Following the guideline contained in
you can easily solve the problem as follow:
First you need to define an objective or cost function. This function must describe a minimization problem.
Let's assume you want to maximize the profit or minimize it negate as a function of the number of Bucket x(1) and Kettle x(2).

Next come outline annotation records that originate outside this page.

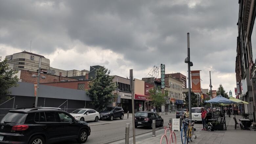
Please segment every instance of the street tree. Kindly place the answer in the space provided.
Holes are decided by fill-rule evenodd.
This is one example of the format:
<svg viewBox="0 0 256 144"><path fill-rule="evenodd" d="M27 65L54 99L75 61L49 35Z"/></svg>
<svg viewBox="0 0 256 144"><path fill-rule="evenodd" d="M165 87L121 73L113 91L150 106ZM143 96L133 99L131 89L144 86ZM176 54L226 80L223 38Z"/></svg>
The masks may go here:
<svg viewBox="0 0 256 144"><path fill-rule="evenodd" d="M95 109L101 110L112 103L117 97L113 92L116 88L114 77L109 75L110 71L105 67L96 71L95 77L89 83L88 93Z"/></svg>
<svg viewBox="0 0 256 144"><path fill-rule="evenodd" d="M186 102L185 105L187 108L188 108L188 92L186 92L185 93L186 97L185 98L185 101ZM191 107L197 107L197 95L193 92L191 92Z"/></svg>
<svg viewBox="0 0 256 144"><path fill-rule="evenodd" d="M149 90L149 98L152 101L152 103L157 109L159 109L165 104L168 95L168 92L163 93L160 90L157 90L155 88Z"/></svg>
<svg viewBox="0 0 256 144"><path fill-rule="evenodd" d="M227 93L226 93L226 91L222 86L222 85L221 84L220 84L217 89L217 95L221 95L226 98L229 98L228 95L227 94Z"/></svg>
<svg viewBox="0 0 256 144"><path fill-rule="evenodd" d="M2 61L0 56L0 102L10 98L7 95L11 93L9 91L10 88L17 86L16 82L19 79L14 76L17 72L10 69L6 59Z"/></svg>

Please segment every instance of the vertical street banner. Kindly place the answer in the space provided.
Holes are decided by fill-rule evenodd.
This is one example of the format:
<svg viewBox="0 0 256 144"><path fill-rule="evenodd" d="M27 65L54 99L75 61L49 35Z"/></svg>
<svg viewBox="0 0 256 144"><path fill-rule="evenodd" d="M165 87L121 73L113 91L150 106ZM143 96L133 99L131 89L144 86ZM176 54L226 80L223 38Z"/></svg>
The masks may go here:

Your cost function then is:
f'*x := f(1) * x(1) + f(2) * x(2)
hence
>> f = [-2; -1.3];
let's define the inequality constraints for the production costs
7 * x(1) + 4 * x(2) <= 15000
and for the size of the warehouse:
x(1) + x(2) <= 4000
in matrix form
>> A = [7 4; 1 1];
>> b = [15000; 4000];
also x(1) and x(2) can assume value in the range 0 <= x <= 4000, therefore the lower bound and upper bound constrains are
>> lb = [0 0];
>> ub = [4000 4000];
you don't have any equality constrains therefore
>> Aeq = [];
>> beq = [];
Now you are ready to call the LP solver:
>> options = optimoptions('linprog','Algorithm','dual-simplex');
>> [x,fval,exitflag,output] = linprog(f,A,b,Aeq,beq,lb,ub,options);
the optimal solution should be
>> x
x =
0
3750
so the maximum profit within the given cost is given by producing 3750 Kettle only. You still have 250 storage capacity available in the warehouse, so this constraint wasn't hit.
The fact that we have 75 machines to utilize effectively is irrelevant for the above solution. Perhaps additional information such the production type: continuous or batch, time scheduled for producing B or K, etc. would make this additional information necessary/useful.